Quant aux développements récents dans le traitement de la rhinite allergique saisonnière, rhu Mab E25 ou un placebo était administré deux à trois fois durant la saison de pollinisation du bouleau à 251 adultes allergiques.23 Une amélioration significative du score de symptôme nasal, de la consommation de médicaments antihistaminiques par jour, du nombre de jours avec prise de médicaments anti-allergiques et de la qualité de vie était notée en faveur des patients traités par rhu Mab E25. Comme pour les études dans l'asthme, les taux circulants d'IgE étaient abaissés de manière marquée (> 90%). Ici également le médicament était bien toléré sans effet secondaire majeur.
Ces deux études confirment la bonne tolérance du rhu Mab E25 dans de larges études, ainsi que sa contribution à l'amélioration de l'asthme sévère et de la rhinite allergique saisonnière en parallèle du traitement classique. La qualité de vie, souvent diminuée de façon plus marquée dans la rhinite que dans l'asthme allergique, était également améliorée dans les deux cas. La place exacte de cette approche, qui reste difficile du fait de son application parentérale (sous-cutanée), est encore à préciser.

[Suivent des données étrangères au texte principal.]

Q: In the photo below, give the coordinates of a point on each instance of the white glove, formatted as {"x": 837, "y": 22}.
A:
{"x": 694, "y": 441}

Les résultats décrits ci-dessus marquent à quel point une meilleure compréhension des mécanismes de l'allergie a permis de mettre au point des approches, dont certaines s'avéreront définitivement efficaces ou demanderont des améliorations ponctuelles, pour démontrer leur efficacité. En parallèle, l'épidémiologie de l'allergie a considérablement progressé au cours de cette dernière décennie. Les études de population comparant des sociétés au mode de vie occidental à des sociétés moins développées ont permis d'identifier un certain nombre de facteurs favorisant le développement du phénotype allergique tel que l'exposition à certains polluants, aux particules de Diesel, la diminution de l'incidence des expositions à des agents infectieux tels que la tuberculose ou certains virus, un déséquilibre alimentaire (rôle défavorable de la margarine) (pour une revue, voir référence 24). De même, les manifestations très précoces de la sensibilisation allergique dans la vie néo-natale et immédiatement post-natale permettent d'envisager des dépistages précoces des futurs allergiques.25 Ainsi, à côté d'une approche purement tertiaire, pharmacothérapeutique, peut-on maintenant envisager une prévention primaire ou secondaire. Ses coûts sociaux sont encore trop élevés et leur mise en pratique attend encore l'identification de marqueurs des sous-populations à risque. Mais d'un problème au départ de thérapeutique individuelle, l'actuelle épidémie d'affections allergiques soulève maintenant des questions de santé publique, et nous interroge sur notre mode de vie, autres aspects auxquels une réponse devra être trouvée.